J’ignorais ce qu’il y avait en-dessous et je préférais ne pas savoir.

Syrle avait quelques objets magiques sur ses étagères, je les laissais tels quels sans les analyser. Je n’avais pas le temps de tout faire.

Grâce au regard perçant de Mysty, nous découvrîmes un passage secret menant à une petite pièce dissimulée derrière une bibliothèque coulissante. J’entrai seule et je découvris un golem de pierre en construction. C’était un petit laboratoire magique.

À la réflexion, je n’en avais pas vu dans toute la demeure, ce qui était étrange considérant son rang et sa puissance. Je préférais rester sur le palier et ne pas entrer. Non seulement c’était un lieu intime pour un magicien, mais en plus je détectais de fortes concentrations de magie.

Elle avait réussi à berner mes sens en tapissant cette salle sans fenêtre de plomb. Ce métal avait tendance, par son caractère vil à bloquer les émanations magiques. Il faut comprendre par là qu’une armure en plomb ne protégera pas de la magie, mais elle retiendra les particules magiques se dégageraient de l’éventuelle tunique magique portée en-dessous.

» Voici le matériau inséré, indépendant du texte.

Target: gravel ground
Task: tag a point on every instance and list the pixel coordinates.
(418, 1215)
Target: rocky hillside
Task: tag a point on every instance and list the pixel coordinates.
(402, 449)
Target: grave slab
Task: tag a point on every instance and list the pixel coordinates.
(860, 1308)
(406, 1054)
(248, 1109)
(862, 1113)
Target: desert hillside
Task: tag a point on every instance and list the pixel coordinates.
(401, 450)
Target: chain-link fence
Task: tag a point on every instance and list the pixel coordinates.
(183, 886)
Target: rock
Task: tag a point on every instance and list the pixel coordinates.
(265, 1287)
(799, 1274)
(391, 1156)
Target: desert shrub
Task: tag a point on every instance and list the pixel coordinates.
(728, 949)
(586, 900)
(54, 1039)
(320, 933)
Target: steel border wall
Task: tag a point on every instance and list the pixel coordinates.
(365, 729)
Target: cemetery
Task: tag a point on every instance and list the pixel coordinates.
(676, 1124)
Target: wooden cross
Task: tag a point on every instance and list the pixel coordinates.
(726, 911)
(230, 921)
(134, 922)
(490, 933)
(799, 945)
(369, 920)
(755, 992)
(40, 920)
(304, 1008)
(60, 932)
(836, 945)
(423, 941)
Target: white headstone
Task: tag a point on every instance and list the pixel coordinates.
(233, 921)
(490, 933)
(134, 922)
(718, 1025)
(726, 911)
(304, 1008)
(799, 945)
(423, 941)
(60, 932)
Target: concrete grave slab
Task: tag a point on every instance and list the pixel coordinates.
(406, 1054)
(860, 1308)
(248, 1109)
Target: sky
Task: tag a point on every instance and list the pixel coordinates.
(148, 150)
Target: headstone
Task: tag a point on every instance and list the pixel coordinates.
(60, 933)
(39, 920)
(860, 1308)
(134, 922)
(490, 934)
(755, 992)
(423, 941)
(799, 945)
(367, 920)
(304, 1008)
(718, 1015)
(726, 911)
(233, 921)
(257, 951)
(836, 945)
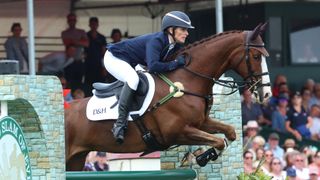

Ce métal n’était parfaitement hermétique mais il était suffisant pour neutraliser la plupart des détections magiques.

Malgré toute la curiosité que je lui portais, cette pièce ne concernait pas vraiment notre mission. Le golem n’était pas complet, Syrle ne pourrait pas le lancer à notre poursuite si les choses dégénéraient.

C’est fort de toutes ces informations que nous décidâmes de quitter la chambre et que je retirais les draps des statues.

— Ce sera pas facile mais on devrait y arriver, me dit Mysty dans le couloir.

— Espérons que tu aies raison…

Le reste de la matinée se déroula sans événement majeur… Même si je dois dire, une fois que de plus, que Naeviah et Tyesphaine étaient réellement nulles pour les tâches ménagères. Après la lessive, je dus m’occuper de les aider faute de quoi le vestibule n’aurait pas été achevé avant le retour de Syrle.

La fatigue commençait à s’accumuler.